If I Was 6 Feet Tall

I am 5 feet 10 inches tall, and have often wondered if I would be more successful if I was a full 6 feet or taller.  Thankfully, a crucial difference between successful and less successful people is not their height, but their level of confidence and ability to make the best of what they have. I have learned through life that success has little to do with physical attributes, and much more to do with the ability to be bold enough to be proactive, to continually grow in thought and actions, and to step up to the plate at key moments.

As an Outsourced VP of Sales, many times I have listened to Sales Managers question how much more successful they would be if they managed a larger team with more resources available to cover additional sales opportunities and the management of key customers. They wonder, what level of success would be possible if they could manage a full marketing arm, along with a customer-focused pricing team, and a top large account management group?

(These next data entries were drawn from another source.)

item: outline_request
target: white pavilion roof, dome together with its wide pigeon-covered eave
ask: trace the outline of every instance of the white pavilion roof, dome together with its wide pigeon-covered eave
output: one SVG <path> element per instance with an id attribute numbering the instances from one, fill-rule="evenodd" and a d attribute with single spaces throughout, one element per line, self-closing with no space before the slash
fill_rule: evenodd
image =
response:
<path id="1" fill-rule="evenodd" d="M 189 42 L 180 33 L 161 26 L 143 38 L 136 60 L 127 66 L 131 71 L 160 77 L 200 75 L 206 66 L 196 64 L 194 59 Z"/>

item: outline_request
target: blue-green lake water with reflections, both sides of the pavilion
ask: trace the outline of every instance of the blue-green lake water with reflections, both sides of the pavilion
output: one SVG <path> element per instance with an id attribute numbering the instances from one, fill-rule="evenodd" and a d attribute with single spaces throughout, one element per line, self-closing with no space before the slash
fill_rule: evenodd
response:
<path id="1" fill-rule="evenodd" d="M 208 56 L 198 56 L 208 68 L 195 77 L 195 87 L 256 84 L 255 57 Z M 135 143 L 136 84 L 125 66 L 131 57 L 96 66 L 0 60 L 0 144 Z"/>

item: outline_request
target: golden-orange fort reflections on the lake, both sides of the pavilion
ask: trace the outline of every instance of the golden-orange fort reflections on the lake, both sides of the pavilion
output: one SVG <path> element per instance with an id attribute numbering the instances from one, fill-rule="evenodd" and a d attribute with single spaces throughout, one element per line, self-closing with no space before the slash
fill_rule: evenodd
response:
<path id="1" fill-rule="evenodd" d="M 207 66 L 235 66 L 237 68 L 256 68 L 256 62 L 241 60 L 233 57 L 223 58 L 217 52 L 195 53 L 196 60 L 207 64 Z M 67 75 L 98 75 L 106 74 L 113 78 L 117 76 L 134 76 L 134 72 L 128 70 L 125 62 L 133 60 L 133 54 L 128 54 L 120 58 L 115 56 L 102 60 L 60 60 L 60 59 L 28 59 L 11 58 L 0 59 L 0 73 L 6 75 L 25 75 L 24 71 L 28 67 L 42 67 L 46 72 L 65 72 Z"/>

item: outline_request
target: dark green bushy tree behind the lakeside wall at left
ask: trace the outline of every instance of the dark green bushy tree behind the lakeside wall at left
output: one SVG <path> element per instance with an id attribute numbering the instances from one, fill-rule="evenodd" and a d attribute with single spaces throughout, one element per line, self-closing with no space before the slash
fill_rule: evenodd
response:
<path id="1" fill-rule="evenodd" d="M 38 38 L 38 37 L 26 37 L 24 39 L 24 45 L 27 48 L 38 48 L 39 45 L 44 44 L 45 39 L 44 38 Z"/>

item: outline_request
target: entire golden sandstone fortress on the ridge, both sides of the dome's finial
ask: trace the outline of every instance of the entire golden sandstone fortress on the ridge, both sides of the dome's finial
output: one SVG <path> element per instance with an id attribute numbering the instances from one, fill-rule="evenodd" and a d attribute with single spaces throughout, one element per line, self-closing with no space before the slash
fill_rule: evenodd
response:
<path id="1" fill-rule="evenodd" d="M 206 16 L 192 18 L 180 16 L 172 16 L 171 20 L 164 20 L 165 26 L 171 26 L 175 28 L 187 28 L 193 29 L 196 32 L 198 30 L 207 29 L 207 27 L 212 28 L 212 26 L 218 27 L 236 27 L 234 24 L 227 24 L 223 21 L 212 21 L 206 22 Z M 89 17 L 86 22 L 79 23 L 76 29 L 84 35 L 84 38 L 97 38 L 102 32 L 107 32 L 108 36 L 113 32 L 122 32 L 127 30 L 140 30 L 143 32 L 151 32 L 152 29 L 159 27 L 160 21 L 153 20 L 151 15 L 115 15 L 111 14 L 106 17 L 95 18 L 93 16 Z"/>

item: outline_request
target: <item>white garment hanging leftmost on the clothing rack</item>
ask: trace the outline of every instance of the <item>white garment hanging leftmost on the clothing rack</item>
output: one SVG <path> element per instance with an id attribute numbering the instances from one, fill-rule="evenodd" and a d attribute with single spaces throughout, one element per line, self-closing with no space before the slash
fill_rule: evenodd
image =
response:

Sales Managers of smaller companies with limited sales resources have a difficult decision to make regarding allocation of their small sales team – how do I attack the market, while servicing my current customers, when I only have a handful of people to cover so many roles and responsibilities?

The author Jag Randhawa once wrote, “The life of scarcity teaches creativity.” I agree with this, and I would add that scarcity also teaches strategy. Small companies have fewer resources, making the allocation of those limited resources extremely important. If your company is currently resource deficient with just a few people to cover inside sales, outside hunting, account management, pricing, and implementation – then what is the right formula, what is the ideal structure?

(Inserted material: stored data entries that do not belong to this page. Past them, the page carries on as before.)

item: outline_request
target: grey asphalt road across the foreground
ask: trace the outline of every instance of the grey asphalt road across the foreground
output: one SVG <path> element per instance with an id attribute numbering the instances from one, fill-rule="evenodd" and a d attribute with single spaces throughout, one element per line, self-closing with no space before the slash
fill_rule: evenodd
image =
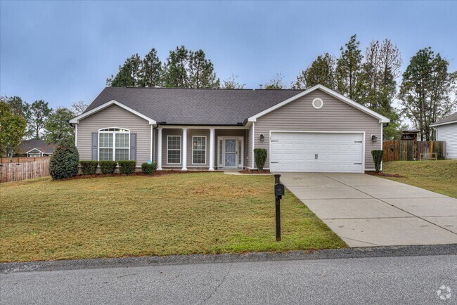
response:
<path id="1" fill-rule="evenodd" d="M 442 285 L 439 299 L 437 291 Z M 446 294 L 449 299 L 446 299 Z M 18 272 L 1 304 L 457 304 L 457 256 Z"/>

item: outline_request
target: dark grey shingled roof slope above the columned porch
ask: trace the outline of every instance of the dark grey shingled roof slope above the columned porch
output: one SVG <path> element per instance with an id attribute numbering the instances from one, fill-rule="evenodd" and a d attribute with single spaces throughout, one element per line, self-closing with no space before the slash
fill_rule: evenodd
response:
<path id="1" fill-rule="evenodd" d="M 302 90 L 107 87 L 86 112 L 117 100 L 156 122 L 236 125 Z"/>

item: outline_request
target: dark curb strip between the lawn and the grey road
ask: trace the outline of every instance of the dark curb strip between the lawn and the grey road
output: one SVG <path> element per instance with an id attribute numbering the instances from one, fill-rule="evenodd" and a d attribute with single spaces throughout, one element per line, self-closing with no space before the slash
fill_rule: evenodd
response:
<path id="1" fill-rule="evenodd" d="M 292 261 L 309 259 L 359 259 L 366 257 L 409 257 L 457 254 L 457 244 L 354 247 L 290 252 L 249 252 L 230 254 L 191 254 L 166 257 L 120 257 L 113 259 L 74 259 L 62 261 L 27 261 L 1 263 L 0 274 L 65 271 L 96 268 L 161 266 L 179 264 L 217 264 L 253 261 Z"/>

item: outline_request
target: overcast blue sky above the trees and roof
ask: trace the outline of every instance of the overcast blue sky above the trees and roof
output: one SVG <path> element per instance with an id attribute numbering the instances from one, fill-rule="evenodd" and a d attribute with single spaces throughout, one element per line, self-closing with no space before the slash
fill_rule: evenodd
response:
<path id="1" fill-rule="evenodd" d="M 364 48 L 391 39 L 406 67 L 432 48 L 457 70 L 457 2 L 1 1 L 0 94 L 51 107 L 90 103 L 133 53 L 202 48 L 217 76 L 258 88 L 290 84 L 316 56 L 339 55 L 352 34 Z"/>

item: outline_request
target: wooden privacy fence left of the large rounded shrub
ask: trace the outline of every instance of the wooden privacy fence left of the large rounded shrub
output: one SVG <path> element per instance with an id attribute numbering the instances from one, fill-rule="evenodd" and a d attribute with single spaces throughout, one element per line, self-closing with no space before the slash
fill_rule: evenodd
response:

My recommendation is that you assess the organization of your sales structure by asking yourself the following questions:

  1. What is the current phase of your company’s business life cycle and what are your key objectives?
  2. As a company, are you in growth mode – attacking new markets, or retention mode – looking to maximize margin?
  3. How well aligned is your current structure to your sales strategy, ensuring you enable sufficient resources to target your strategic markets?
  4. How can we further leverage non-sales resources in the company to help cover existing key clients to create more bandwidth? Can large existing clients, with minimal growth opportunities, be assigned to administration?

Optimal resource allocation also requires an in-depth review of your sales structure and processes. Most small companies I have worked with have a poorly defined sales structure with team members running towards fires or unqualified opportunities. Further, a report from Booz and Company states that for two-thirds of companies, 90% of sales processes are completely at the discretion of the salesperson – totally undefined and managed. From my experience, these estimates are relatively accurate. Take time to document what must be done each day, within each sales opportunity, and attempt to minimize the administrative work which is non-value adding.

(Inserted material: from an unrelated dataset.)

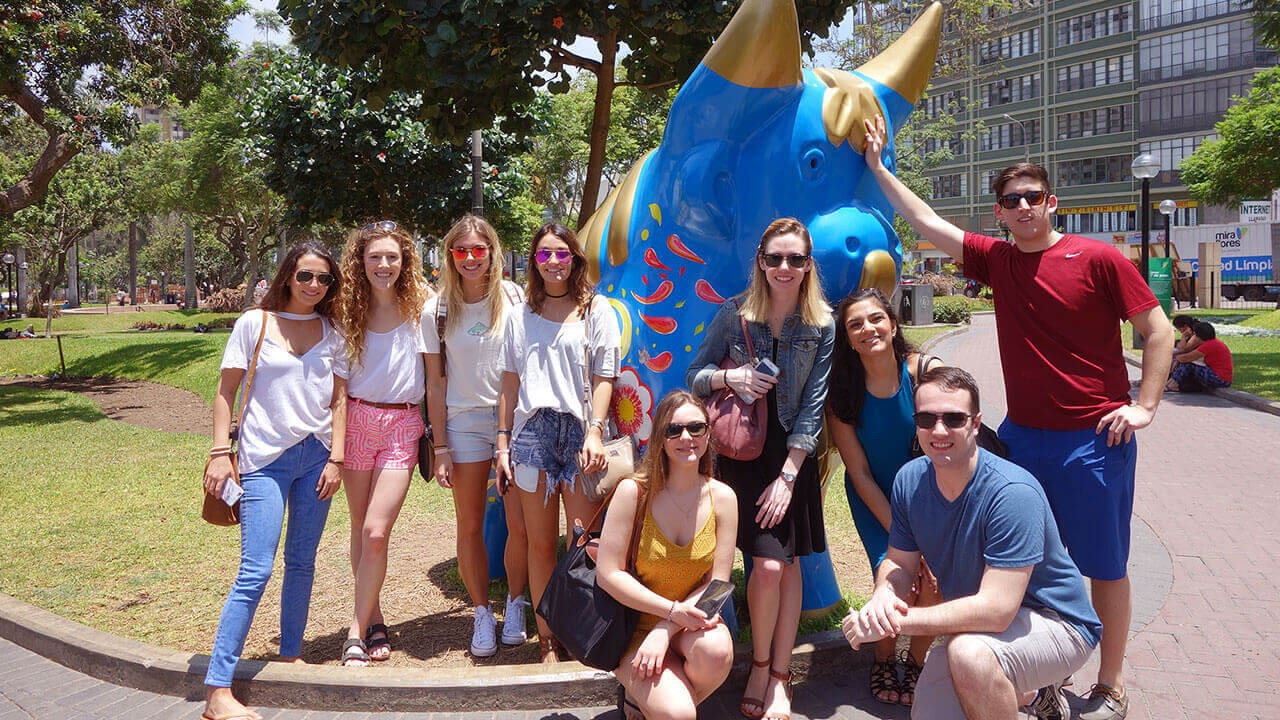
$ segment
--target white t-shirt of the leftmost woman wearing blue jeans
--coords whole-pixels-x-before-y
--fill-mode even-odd
[[[262,310],[250,310],[236,320],[223,351],[221,366],[246,370],[253,359],[253,346],[262,327]],[[289,352],[271,340],[262,338],[257,356],[257,370],[250,396],[244,424],[239,429],[239,471],[251,473],[270,465],[285,450],[302,442],[307,436],[330,447],[333,443],[333,374],[334,365],[343,361],[347,343],[342,334],[321,319],[324,334],[320,342],[301,356]],[[236,419],[233,409],[232,419]]]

Winston Churchill famously quoted, “A pessimist sees the difficulty in every opportunity; an optimist sees the opportunity in every difficulty.”  Most companies (especially smaller ones) are unable to provide optimal resources.  Good sales leaders will assess the resources they have, ensure the processes are efficient, and use their available resources for optimal ROI. Similarly, I will never be 6 feet tall, but I really don’t need to be for success.